The EU exists to break down barriers, and the digital frontier may be the next one to go. Today, MEPs voted on a report setting out the European Parliament's vision of a Digital Single Market.

The premise is simple: we live within a single market, but not digitally. Trade of physical objects is easy and bound by overarching legislation, but no similar EU-wide legislation exists for digital goods. This may sound like it would not have much effect on people's lives, but think again. There are rules which govern buying a DVD within the single market, but accessing online media is currently restricted. A single digital market would be a great equaliser, and would ensure fairness across our borders.

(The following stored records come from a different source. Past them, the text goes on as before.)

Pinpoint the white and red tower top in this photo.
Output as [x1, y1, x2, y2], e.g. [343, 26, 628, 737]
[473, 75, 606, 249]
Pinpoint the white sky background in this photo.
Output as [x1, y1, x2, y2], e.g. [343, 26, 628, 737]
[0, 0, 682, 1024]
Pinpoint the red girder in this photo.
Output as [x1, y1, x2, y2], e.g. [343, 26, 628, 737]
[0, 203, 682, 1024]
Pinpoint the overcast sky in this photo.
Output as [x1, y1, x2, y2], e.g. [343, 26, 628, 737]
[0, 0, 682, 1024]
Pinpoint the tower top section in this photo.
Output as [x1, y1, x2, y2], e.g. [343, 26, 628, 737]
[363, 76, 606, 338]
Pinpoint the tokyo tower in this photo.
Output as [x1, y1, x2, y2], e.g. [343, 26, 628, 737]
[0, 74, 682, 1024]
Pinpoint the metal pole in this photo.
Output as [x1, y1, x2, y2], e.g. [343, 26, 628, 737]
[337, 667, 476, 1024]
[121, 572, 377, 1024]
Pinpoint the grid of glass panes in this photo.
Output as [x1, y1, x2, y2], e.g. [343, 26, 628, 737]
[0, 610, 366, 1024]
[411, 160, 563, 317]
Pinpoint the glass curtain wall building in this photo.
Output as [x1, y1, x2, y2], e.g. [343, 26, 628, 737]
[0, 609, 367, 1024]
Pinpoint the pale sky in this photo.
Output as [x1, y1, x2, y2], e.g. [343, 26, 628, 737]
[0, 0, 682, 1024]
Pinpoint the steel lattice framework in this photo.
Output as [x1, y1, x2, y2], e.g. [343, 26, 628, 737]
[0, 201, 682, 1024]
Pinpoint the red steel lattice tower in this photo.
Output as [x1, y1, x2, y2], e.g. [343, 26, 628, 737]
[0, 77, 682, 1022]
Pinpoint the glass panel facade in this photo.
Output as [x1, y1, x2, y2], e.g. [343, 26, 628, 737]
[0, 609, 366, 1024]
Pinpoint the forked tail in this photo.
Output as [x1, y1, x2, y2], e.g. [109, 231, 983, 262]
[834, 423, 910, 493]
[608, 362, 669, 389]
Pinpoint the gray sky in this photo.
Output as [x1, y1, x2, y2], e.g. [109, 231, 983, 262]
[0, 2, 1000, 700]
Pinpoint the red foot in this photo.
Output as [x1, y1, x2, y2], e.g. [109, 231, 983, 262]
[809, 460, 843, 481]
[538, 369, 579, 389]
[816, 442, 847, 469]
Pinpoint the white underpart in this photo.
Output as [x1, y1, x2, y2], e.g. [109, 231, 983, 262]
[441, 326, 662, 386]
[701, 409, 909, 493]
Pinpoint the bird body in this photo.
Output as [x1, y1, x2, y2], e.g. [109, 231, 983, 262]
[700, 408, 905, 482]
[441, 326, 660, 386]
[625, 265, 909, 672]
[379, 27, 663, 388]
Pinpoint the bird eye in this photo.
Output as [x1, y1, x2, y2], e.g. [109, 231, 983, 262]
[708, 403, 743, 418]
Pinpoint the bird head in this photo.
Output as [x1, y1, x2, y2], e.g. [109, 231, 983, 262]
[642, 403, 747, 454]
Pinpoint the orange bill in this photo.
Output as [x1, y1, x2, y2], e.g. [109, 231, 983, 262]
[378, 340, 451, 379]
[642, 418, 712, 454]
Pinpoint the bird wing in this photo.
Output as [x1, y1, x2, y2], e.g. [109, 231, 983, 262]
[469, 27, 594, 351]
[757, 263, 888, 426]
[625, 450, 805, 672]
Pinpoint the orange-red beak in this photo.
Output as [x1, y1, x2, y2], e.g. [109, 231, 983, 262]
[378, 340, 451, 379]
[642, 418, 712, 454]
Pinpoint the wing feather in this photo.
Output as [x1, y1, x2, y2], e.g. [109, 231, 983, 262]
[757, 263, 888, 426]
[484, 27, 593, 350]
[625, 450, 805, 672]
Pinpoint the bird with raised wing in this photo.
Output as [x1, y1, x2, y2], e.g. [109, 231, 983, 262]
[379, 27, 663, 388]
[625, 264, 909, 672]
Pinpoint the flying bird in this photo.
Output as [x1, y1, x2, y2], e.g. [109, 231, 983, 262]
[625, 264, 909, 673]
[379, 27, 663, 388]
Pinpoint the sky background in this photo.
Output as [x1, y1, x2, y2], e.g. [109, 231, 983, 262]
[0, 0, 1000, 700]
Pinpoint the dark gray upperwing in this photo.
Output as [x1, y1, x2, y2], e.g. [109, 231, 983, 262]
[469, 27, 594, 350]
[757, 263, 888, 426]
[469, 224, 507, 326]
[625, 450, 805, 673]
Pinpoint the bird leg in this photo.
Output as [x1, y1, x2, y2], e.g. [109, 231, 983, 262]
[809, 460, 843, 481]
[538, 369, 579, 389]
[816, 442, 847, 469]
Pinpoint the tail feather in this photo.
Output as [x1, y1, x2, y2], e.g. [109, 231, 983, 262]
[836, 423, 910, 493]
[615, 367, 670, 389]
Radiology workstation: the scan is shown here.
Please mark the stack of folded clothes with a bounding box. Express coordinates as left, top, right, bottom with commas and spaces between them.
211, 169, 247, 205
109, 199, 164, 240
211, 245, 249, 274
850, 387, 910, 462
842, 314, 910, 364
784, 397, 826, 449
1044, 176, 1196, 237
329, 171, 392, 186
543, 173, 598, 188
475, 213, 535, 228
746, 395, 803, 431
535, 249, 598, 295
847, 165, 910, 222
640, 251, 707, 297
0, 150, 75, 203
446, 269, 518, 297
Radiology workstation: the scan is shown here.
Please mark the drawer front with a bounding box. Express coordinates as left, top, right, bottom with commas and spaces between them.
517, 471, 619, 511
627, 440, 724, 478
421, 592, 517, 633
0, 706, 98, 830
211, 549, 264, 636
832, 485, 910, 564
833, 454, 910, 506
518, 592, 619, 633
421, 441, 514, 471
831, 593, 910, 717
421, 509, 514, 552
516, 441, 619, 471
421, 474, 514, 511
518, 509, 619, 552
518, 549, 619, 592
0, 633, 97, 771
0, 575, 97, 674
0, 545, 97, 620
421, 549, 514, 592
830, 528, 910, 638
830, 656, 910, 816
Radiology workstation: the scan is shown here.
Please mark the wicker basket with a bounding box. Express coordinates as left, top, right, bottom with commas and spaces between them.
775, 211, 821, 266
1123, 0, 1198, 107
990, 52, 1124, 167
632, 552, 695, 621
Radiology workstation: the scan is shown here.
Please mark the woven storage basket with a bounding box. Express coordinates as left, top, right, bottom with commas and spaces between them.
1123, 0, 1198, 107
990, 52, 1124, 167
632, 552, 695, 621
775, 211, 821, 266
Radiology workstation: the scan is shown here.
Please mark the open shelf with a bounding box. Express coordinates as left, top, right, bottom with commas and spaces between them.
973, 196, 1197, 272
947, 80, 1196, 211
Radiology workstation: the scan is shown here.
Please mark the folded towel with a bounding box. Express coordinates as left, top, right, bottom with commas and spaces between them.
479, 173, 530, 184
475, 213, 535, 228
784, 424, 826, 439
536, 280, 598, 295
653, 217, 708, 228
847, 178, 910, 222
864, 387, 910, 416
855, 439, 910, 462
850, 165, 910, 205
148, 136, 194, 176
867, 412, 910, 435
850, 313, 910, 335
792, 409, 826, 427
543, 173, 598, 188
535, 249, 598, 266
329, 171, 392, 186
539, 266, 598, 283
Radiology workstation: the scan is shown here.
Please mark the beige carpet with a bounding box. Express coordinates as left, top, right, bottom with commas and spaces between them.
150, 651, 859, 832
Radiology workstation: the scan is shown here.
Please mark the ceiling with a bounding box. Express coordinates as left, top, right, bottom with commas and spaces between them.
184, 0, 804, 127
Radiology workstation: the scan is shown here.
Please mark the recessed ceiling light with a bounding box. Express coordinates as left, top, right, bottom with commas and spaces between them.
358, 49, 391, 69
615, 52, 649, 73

The potential for economic growth is difficult to argue with. A single digital market would save us €100 billion a year and generate €340 billion in additional growth. It would also potentially positively affect hundreds of millions of people weekly, as according to the EU's own figures 315 million EU citizens go online per day and 360 million each week. Essentially, the digital market as it exists is not fit for purpose, but it could be. Existing patchwork legislation could be simplified and streamlined into a system which would be better for everybody.

MEPs want Europe to seize the opportunities opened up by new technologies, such as Big Data, cloud computing, the Internet of Things or 3D-printing, and to have an innovation-friendly policy towards online platforms. We in the North East stand to gain from such a move as we lead the UK's digital revolution. Notably in Sunderland, EU-funded Software City has been named one of the UK's three Digital Catapult Centres. More than 1300 software and digital companies are now active across the region, from financial management systems giant Sage - the only software company listed in the FTSE 100 - to a large and growing number of innovative start-ups making a name for themselves around the World. All of this means jobs: over 30,000 people are employed in the local commercial creative sector - including nearly 10,000 employed in software, games and new media.

But what would this fairer digital market look like for the general public? It would end, for example, unjustified geo-blocking within the EU, which is the practice of restricting access to internet content according to the user's geographic location. All countries within the EU can now access Netflix but the actual content available to watch is not the same in all EU countries, potentially even meaning that content made in France may be available in Britain, but not in France. Here we need to strike a balance between access to digital services and the rights of authors and creators to their intellectual property - otherwise an economic boost for consumers may strip our creative industries of vital income and investment. Selling the rights to successful programmes to other national broadcasters is a vital source of revenue for our film and TV industries. As a consumer, I pay for a UK TV license and can access play-back services freely in the UK. However, when I am on holiday or working elsewhere in the EU I am unable to access those services. Today MEPs have called for measures to ensure nationally-bound online content services are available to consumers when they are abroad as a first tentative step.

Looking at the situation holistically it is also likely to produce better protection for online shoppers, as currently the EU does not have a common set of consumer rights which apply to online shopping. MEPs have also called for equivalent and future-proof consumer protection, regardless of whether digital content is purchased online or offline - extending EU consumer protection to meet the challenges of a digital world. One example would be to halt the use of price-discrimination in online shops, which forces the consumer to buy goods from another country where the product is more expensive, and efforts to ensure this should also prevent extra charges being levied because the shop itself is another state and the credit card being used to pay for the goods is in another. We need a system under which citizens know their rights and are able to apply them.

Ultimately, the future is already here. It no longer makes sense for us to treat digital and physical boundaries separately, as the world in which we live no longer makes that distinction. We must seize our moment to make people's lives fairer, easier, and more connected.